The primary objective of this research is to collect pilot data that demonstrates that proposed neural, psychophysiological and subjective markers measured before, during, and after treatment change over the course of Prolonged Exposure therapy (PE) for posttraumatic stress disorder (PTSD). The aims of the study are to: (1) examine theoretically informed mechanisms as pre-treatment predictors of PE treatment efficacy, (2) characterize how neural, psychophysiological, and subjective markers measured before, during, and after treatment change over the course of PE, and (3) examine proposed mechanisms of change as measures of PE treatment efficacy. This is a longitudinal study of predictors of exposure therapy efficacy that will be conducted within the context of a standard 10 session PE treatment trial, with independent multimodal assessment batteries administered at pre-treatment, mid-treatment, post-treatment, and at 1-month follow-up. This data will be used to support a future NIMH and/or VA grant submission.

Detailed Description

Proposed research sets to collect pilot data to examine how the proposed neural, psychophysiological and subjective markers measured before, during, and after treatment change over the course of Prolonged Exposure (PE) therapy for posttraumatic stress disorder (PTSD). Fifty participants will be screened with the goal of obtaining 15 participants to complete the study. Participants will complete ten 60-minute sessions of PE. During each PE session, participants will be outfitted with a NINscan device to record psychophysiological measures including skin conductance, heart rate, and facial EMG, as well as neural measures of LPFC activity. Multimodal assessment batteries will be scheduled to take place at pre-treatment, mid-treatment (i.e., post session 5), post-treatment (i.e., post-session 10), and at 1-month follow-up. These sessions will include a battery of self-report measures, clinician-administered diagnostic interviews, and script-driven imagery (SDI) procedures with physiologic and neural recordings. The primary outcome measure will be PTSD symptom change on the CAPS-5 and the secondary outcome measures will be a) change in self-reported symptom severity, b) premature treatment dropout, and c) change in psychophysiological reactivity and LPFC activity during the SDI procedures.
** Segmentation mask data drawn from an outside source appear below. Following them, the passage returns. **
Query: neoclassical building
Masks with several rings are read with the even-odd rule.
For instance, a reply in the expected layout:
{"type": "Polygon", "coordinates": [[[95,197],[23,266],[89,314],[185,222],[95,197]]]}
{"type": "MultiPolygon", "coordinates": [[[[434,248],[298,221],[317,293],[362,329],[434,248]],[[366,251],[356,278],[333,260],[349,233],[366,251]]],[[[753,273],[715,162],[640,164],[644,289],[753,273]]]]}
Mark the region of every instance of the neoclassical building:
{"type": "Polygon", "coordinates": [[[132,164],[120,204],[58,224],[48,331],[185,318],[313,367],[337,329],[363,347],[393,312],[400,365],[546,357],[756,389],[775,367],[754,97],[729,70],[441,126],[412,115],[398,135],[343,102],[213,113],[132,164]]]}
This proposed research will inform theoretical models of exposure therapy efficacy, with the goal of enhancing prolonged exposure therapy.

Study Timeline

• Study First Submitted: 2022-11-22
• Study First Submitted QC: 2022-12-21
• Study First Posted: 2022-12-23
• Study Start: 2024-01-01
• Status Verified: 2025-04
• Last Update Submitted: 2025-04-04
• Last Update Posted: 2025-04-08
• Primary Completion: 2027-01-01
• Study Completion: 2027-01-01

Recruitment & Eligibility

• Status: RECRUITING
• Sex: All
• Target Recruitment: 50

Inclusion Criteria

1. a diagnosis of PTSD as defined by DSM-5 (as indicated by meeting diagnostic criteria on the CAPS-5)
2. interest in starting PE (as indicated during the informed consent process)
3. Veteran

Exclusion Criteria

1. Current or past history of schizophrenic or other psychotic disorders,
2. Untreated Bipolar Disorder or a history of a manic/mixed episode within the last 6 months,
3. Severe traumatic brain injury,
4. Major neurological problems,
5. Current substance use disorder,
6. Active risk to self or others,
7. Current participation in cognitive-behavioral therapy,
8. Previously received > 2 sessions of Prolonged Exposure, and
9. Having no memory of their traumatic event.
10. For participants who are currently prescribed psychotropic medication, they will be eligible for the study provided medication use has been stable for 2 months prior to enrollment and remains stable throughout participation

Study & Design

• Study Type: INTERVENTIONAL
• Study Design: SINGLE_GROUP

Arm && Interventions

Group	Intervention	Description
Prolonged Exposure Therapy for Posttraumatic Stress Disorder	Prolonged Exposure Therapy for Posttraumatic Stress Disorder	15 participants who meet study inclusion/exclusion criteria will be individually administered a full course of PE during 10, 60 minute-sessions, with independent multimodal assessment batteries administered at pre-treatment, mid-treatment (post session 5), post-treatment, and a 1-month follow-up.

Primary Outcome Measures

Name	Time	Method
Change from baseline in Clinician Administered PTSD Scale for DSM-5 (CAPS-5)	Given during screening session, pre-treatment, mid-treatment (post session 5 in week 5 of treatment), post-treatment (post session 10 in week 10 of treatment), and at 1-month follow up.	The primary clinical outcome, CAPS-5, is the gold standard clinical interview for assessing PTSD severity. In CAPS-5, each of the 20 symptoms of PTSD is rated on a 5-point severity scale ranging from 0 (absent) to 4 (extreme). Total scores range from 0 to 80.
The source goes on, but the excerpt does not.